[Excerpt from Phenethylamines I Have Known And Loved (published in 1990 and usually abbreviated as PIHKAL) by Alexander and Ann Shulgin, pgs. 98-103]
Part Two: Alice’s Voice
Spiral
When I finally gave it a name, I called it the Spiral.
This is how it was. Lying down for a nap time (as a child) or at night for sleep, I would have reached that point of relaxation where one is not very much aware of the body. The small itches and discomforts have subsided, and the mind is beginning to drift. When I sensed it beginning (I never knew when it was going to come), I would immediately snap into alertness, excited and pleased, then I would just lie quietly as it unfolded.
The first thing that happened was a change in my breathing. It became increasingly shallow, to the point where my rib cage was barely moving at all.
If someone came into the room and talked to me, as sometimes happened, I could open my eyes and answer normally; the experience continued uninterrupted inside my head.
Every part of it, every stage, was the same each time. It was always in black and white. There was no color anywhere, and try as I did, especially around the age of fourteen, I could not force color to come onto the screen. And I could never extend it, by so much as a few seconds. When it was finished, it was finished.

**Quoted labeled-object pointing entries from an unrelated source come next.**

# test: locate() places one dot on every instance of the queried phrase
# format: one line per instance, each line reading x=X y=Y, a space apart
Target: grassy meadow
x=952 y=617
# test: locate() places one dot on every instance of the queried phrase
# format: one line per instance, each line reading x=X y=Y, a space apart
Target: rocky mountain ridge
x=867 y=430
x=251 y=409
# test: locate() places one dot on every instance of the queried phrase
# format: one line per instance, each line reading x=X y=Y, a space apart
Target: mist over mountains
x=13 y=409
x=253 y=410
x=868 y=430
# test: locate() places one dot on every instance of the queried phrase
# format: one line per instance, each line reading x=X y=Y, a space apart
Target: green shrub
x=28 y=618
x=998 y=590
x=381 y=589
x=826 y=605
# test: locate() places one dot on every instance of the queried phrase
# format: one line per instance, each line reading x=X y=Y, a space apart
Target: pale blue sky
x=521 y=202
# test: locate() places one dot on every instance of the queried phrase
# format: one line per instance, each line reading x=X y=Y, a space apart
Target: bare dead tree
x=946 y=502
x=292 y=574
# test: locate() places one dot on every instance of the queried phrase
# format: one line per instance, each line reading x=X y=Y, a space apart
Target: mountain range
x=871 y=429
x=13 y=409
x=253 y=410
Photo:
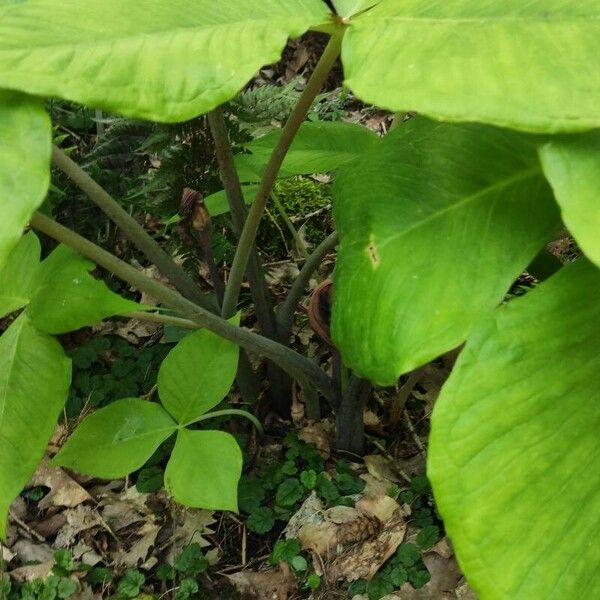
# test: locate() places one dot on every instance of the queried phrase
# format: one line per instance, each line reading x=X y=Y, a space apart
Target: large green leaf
x=116 y=440
x=217 y=203
x=514 y=455
x=347 y=8
x=319 y=147
x=34 y=381
x=204 y=470
x=25 y=142
x=434 y=226
x=166 y=61
x=197 y=374
x=68 y=297
x=572 y=165
x=528 y=65
x=20 y=275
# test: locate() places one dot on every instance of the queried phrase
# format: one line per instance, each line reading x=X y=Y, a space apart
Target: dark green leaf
x=434 y=227
x=197 y=374
x=428 y=536
x=34 y=381
x=251 y=493
x=285 y=551
x=116 y=440
x=408 y=554
x=131 y=582
x=210 y=479
x=191 y=561
x=261 y=520
x=513 y=455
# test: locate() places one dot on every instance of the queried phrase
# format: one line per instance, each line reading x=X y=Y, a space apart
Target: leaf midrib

First came the image-sensation after which I named the entire experience – the spiral. I felt my entire self drawn rapidly into a tiny point which kept shrinking, until it could shrink no further, at which time the microscopic point became a tunnel in which I continued traveling at great speed, inexpressibly small and implacably diminishing.

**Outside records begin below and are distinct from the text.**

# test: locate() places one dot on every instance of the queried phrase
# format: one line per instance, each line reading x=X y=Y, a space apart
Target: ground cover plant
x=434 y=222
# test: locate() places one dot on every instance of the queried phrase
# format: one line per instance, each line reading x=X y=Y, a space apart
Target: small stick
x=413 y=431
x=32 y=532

Simultaneously, I was expanding. I was expanding to the edges of the universe, at the same tremendous speed as that of the shrinking, and the combination, the contraction-expansion, was not only an image, it was also a sensation the whole of me recognized and welcomed. This experience of myself as microcosm-macrocosm lasted exactly four minutes.
The image of the spiral is found everywhere that the human has left his mark on earth. It has been cut into rock faces, painted on huts and clay pots, traced on the walls of initiation caves. I’m certain that it has been important to all the races of man because it is a symbol for the experience I’m describing, and for the concept, the understanding that the intellect forms out of what is initially not an intellectual, but a soul experience of the Alpha and the Omega.
The next stage came abruptly, as did all the changes. I was looking at standing figures which were vaguely human, dark thin figures being pulled into elongated shapes, like the sculptures of Giacometti. They stretched out, arms and legs like black string, until it seemed they could elongate no further, then the scene changed and I was watching obscenely rounded bodies, Tweedledums and Tweedledees without costumes, their small heads and legs disappearing into their puffed, bloated flesh.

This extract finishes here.